To be or not to be (advocates), and National Conference for Media Reform

For the last few weeks, as it’s been a topic of discussion in overlapping forums within our program, I’ve been crystallizing some thoughts on our role of pushing for change within public health practice (as others have brought up previously in the blog, very eloquently!). On the one hand, we operate within the Faculty of Health Sciences at Simon Fraser and many of us identify as researchers; objectivity is lauded, and adhering to some semblance of this is, of course, key for the purpose of receiving research funding. However, in the Communication4Health space alone (not to mention discussions in classes, etc.) we’ve certainly thoroughly revealed that our cohorts of budding public health practitioners are truly impassioned by a wide variety of health and social issues and inequities. Can we ever truly be impartial; and if we recognize that we cannot, do we use our place in the system and relative amount of privilege to advocate for the things we care about, that we perceive will make positive change? This may be one of the most integral take-home questions from this course in Advocacy & Communication.

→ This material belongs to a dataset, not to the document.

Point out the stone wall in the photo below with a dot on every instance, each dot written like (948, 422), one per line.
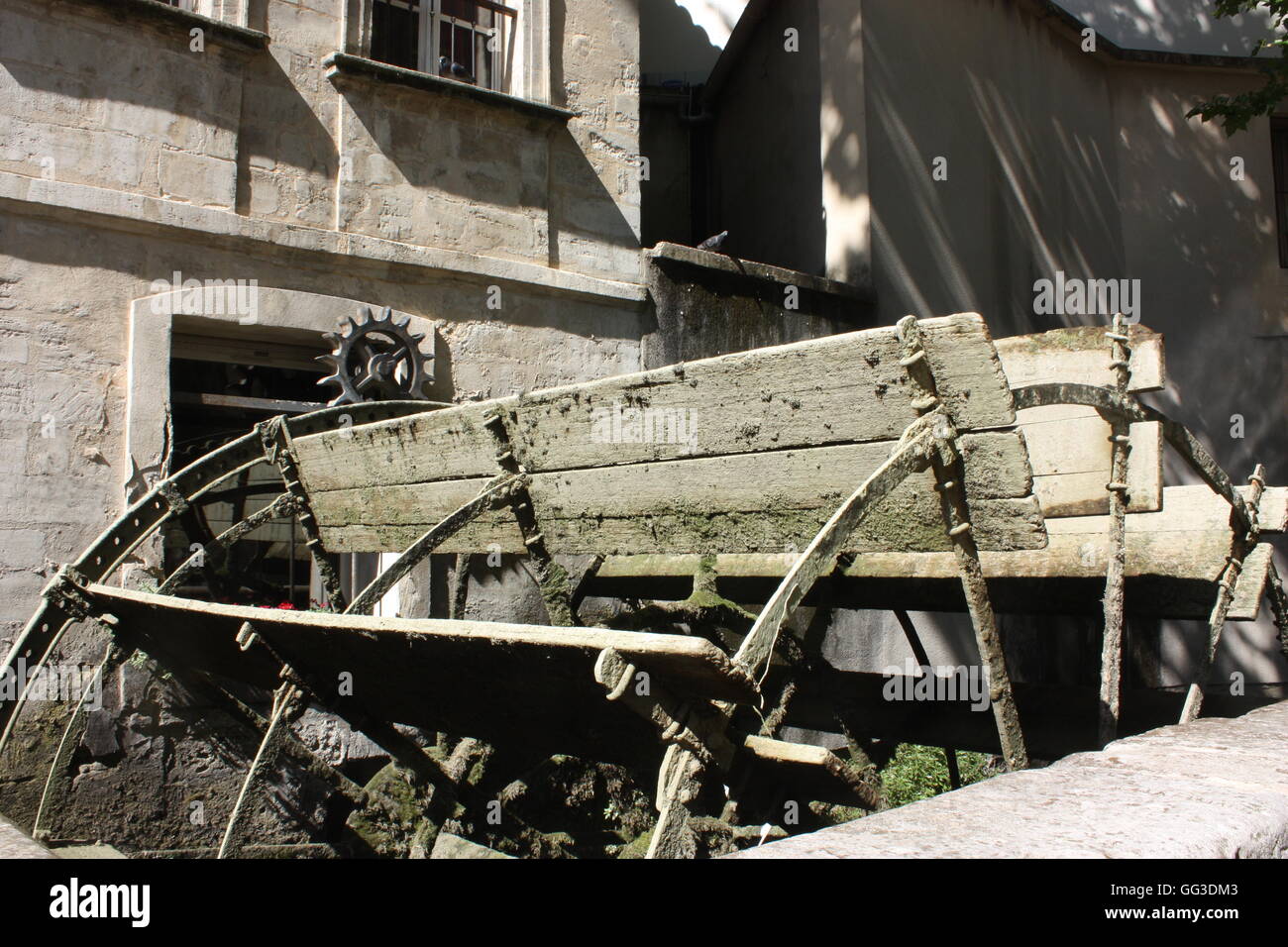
(509, 228)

Personally, my academic background is in the humanities, and professional foundation is in community-based organizations – so it’s a bit of a luxury to be able to admit that I don’t ever hope to be able to achieve objectivity in practice; on the contrary, I strive to call myself an advocate for public health and social justice. Surely for many of us, when we see injustice and inequities being (re)inforced in the scope of our lives and our work, it only further galvanizes us, prepares us to rally for change. For instance, I recently read this stunning article by Akiba Solomon of Colorlines, “Collateral Damage in the War on Women” (2012 October [access it here: http://colorlines.com/archives/2012/10/collateral_damage_in_the_war_on_women.html]). Solomon outlines how anti-choice policymakers have attacked public health resources that low-income, often immigrant and uninsured women access in Texas. I connected this immediately to some of the skills that we’re gaining in our public health education and the Advocacy & Communication course in particular, thinking that if such systematic and powerful forces are at play impeding public health, then we as the future practitioners in this field need to be ready to “suit up for battle,” to be efficient and effective in delivering our messages regarding social determinants of health, community interests, productive policy, the basis of evidence and more (here is where I will tip my hat to my colleagues, the objective health researchers, who have a huge role in the mechanism of advocacy, too!).

The last important point that I’d like to acknowledge in brandishing this (maybe overly idealistic) concept of advocacy as fundamental to public health practice is that supportive, alternative media outlets make all the difference. Some excellent discussion on progressive motion and advocacy in the media will be happening this weekend at the National Conference for Media Reform: http://conference.freepress.net/ncmr-2013/. To be held April 5-7, 2013, the conference will feature a bevy of engaging, experienced presenters, workshops, film screenings, live music, and more. For those of us not in Denver, Colorado, we can benefit from the livestream and sharing of information that will be happening all weekend. I, personally, will be watching out for some of my idols, Amy Goodman (who many of us know as the host of Democracy Now!), and Favianna Rodriguez (an artist, social mobilizer, and co-founder of Presente.org, another great media and advocacy source largely focused on immigration). I wanted to mention this conference as a resource for those that are interested, and perhaps as encouragement to take heart; there are forces for social justice out there in all arenas – will we take up the post as the next ones?